Others say it is unnecessary and even discouraged now days. The rebar and simple friction between the two pours will stop movement. 

What's the deal?


----------



## Willie T (Jan 29, 2009)

Frankly, just think about it. Ever seen a block wall that was bumped by a truck? What immediately happens to the blocks that are "held in place by friction"?

Well, that is about all the connection your stem wall has to the footer. New concrete pours do not bond to old pours.

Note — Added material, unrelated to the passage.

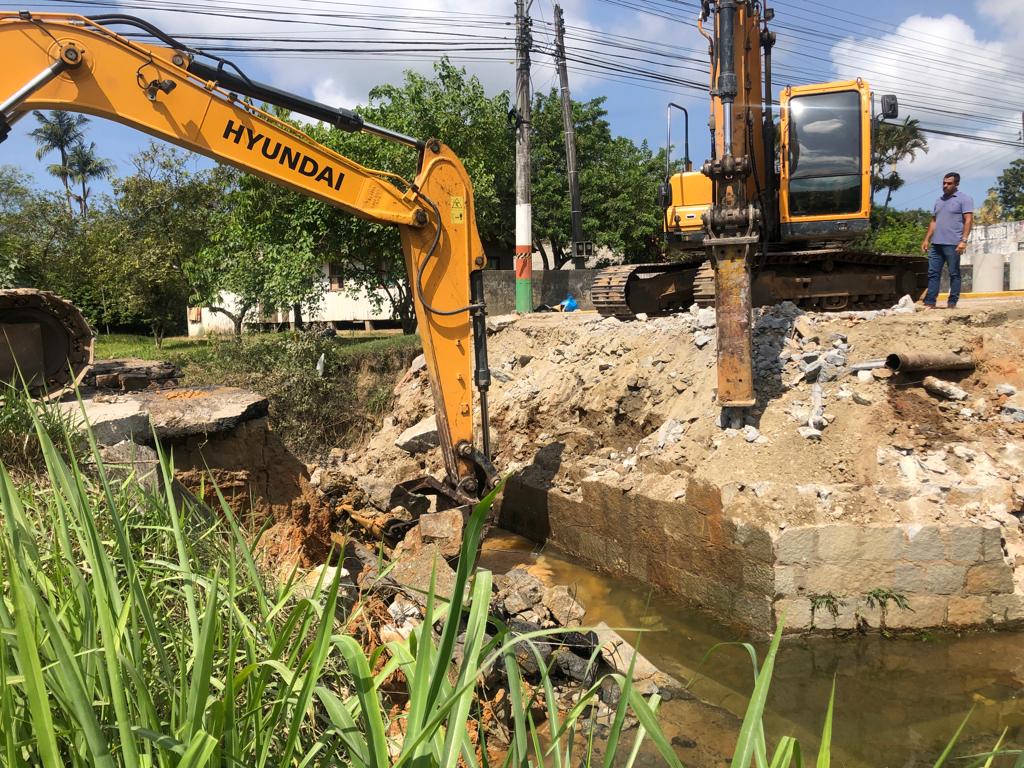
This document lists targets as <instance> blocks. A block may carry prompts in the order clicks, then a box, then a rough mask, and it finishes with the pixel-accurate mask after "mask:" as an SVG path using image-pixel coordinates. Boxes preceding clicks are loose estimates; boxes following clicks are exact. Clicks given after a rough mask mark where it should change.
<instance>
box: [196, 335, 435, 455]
mask: <svg viewBox="0 0 1024 768" xmlns="http://www.w3.org/2000/svg"><path fill="white" fill-rule="evenodd" d="M352 341H353V340H350V339H345V338H324V337H318V336H316V335H313V334H302V333H300V334H293V333H285V334H251V335H246V336H243V337H242V339H241V340H234V339H230V338H218V337H213V338H211V339H210V341H209V342H208V344H207V345H206V347H204V350H203V352H202V353H201V354H200V355H198V356H197V357H193V358H190V359H188V360H187V361H185V362H184V364H183V369H182V371H183V376H184V380H185V382H186V383H187V384H189V385H199V384H223V385H227V386H238V387H244V388H247V389H251V390H253V391H255V392H259V393H260V394H262V395H264V396H265V397H267V399H268V400H269V402H270V418H271V420H272V422H273V429H274V431H275V432H278V433H280V434H281V435H282V437H283V439H284V440H285V442H286V443H287V444H288V446H289V447H290V449H291V450H292V451H294V452H295V453H296V454H297V455H299V456H301V457H303V458H311V457H313V456H316V455H318V454H321V453H324V452H326V451H327V450H328V449H331V447H334V446H340V445H349V444H352V443H353V442H356V441H358V440H359V439H360V438H362V437H364V436H365V435H367V434H369V433H370V432H372V431H374V430H376V429H377V428H379V426H380V419H381V417H382V416H383V414H384V413H386V411H387V409H388V408H389V407H390V404H391V398H390V390H391V388H393V387H394V383H395V381H396V379H397V378H398V376H399V375H400V374H401V373H402V372H403V371H404V370H406V369H407V368H408V367H409V365H410V362H412V360H413V358H414V357H415V356H416V355H417V354H419V353H420V347H419V342H418V339H417V338H416V337H410V336H392V337H386V338H382V339H376V340H374V341H369V342H366V341H361V340H359V341H358V343H351V342H352ZM321 355H324V375H323V376H321V375H319V373H318V372H317V370H316V366H317V362H318V360H319V358H321Z"/></svg>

A running keyway is one of the simplest things to do. Why wouldn't you?


----------



## Tubafore (Feb 27, 2013)

I agree a keyway makes sense and shouldn't be too difficult to form. 
The talk I have found is that vertical rebar plus a roughened surface on top of the footing resists shear better than a keyway and makes it an unnecessary step. My engineer already spec'd #4 bar at 32" o.c. but made no mention of a keyway.


----------



## Tscarborough (Mar 31, 2006)

It is also there as a waterproofing measure. Use something like a rubber waterstop poured into slab in the keyway or a product like Synko-flex instead.


----------



## jomama45 (Nov 13, 2008)

Depends greatly on what the foundation is for (full basement, garage with balanced fill on each side, crwal space, etc...) but with dowels on 32" centers, I don't think the keyway will do much at all. As a matter of fact, there's scenario's where a keyway in the footing will actually create more problems in a block foundation IMO...........


----------



## Gary in WA (Mar 11, 2009)

IMO, the keyway is mute point. That is the purpose of the verticals tied to the horizontal footing rebar. Detached garage and addition says "or"; http://www.google.com/url?sa=t&rct=...sg=AFQjCNE7OwJiaySRCVp1nzgY-zOSSLRngQ&cad=rja

Page 3; http://www.google.com/url?sa=t&rct=...sg=AFQjCNGWT1HV6rOSB-psCfZXa4iTDDd_WQ&cad=rja

If basement living space, waterproof top of footing as said already or with membrane between, Fig.6, 9-14; http://www.buildingscience.com/documents/reports/rr-0202-basement-insulation-systems Be sure at add a thermal break at slab/concrete wall as pictured, second biggest heat loss next to above grade areas.

Gary


----------



## Tscarborough (Mar 31, 2006)

In the commercial work I have done the keyway was for waterproofing, not structural enhancement.


----------



## stadry (Jun 20, 2009)

typically 1 finds a keyway more in commercial rather than residential,,, IF you promise ( no crissed finners behind your back, neither ) to properly waterproof the structure's foundation & bsmt walls, pass on the keyway,,, IF a schoolbus does hit the home, no keyway is going to save it :no:


----------



## Tubafore (Feb 27, 2013)

Ok then, no keyway it is and I will properly waterproof. This will be a 36" tall crawlspace wall that will be partially backfilled. 
I don't anticipate any schoolbuses crashing into it but just to be sure I will put up a sign in the yard forbidding it. 

Thanks


----------



## GBrackins (Apr 26, 2012)

are you planning on leaving exposed soil in the crawl space or placing a concrete slab with vapor barrier?


----------



## stadry (Jun 20, 2009)

IF you leave soil rather than conc in the crawl space, use MINIMUM 15mm vapor barrier w/overlapp'd seams ( 12" ) secured by dble face tape,,, plan on 1st running it up the walls to your sill plate, too


----------



## Tubafore (Feb 27, 2013)

GBrackins said:


> are you planning on leaving exposed soil in the crawl space or placing a concrete slab with vapor barrier?


No slab but I am going to use a vapor barrier over the soil and going up the sides.


----------



## Gary in WA (Mar 11, 2009)

IMO, leave the poly 2" down from the sill for annual termite inspection; http://termites101.org/termite-basics/termites-by-region

Gary


----------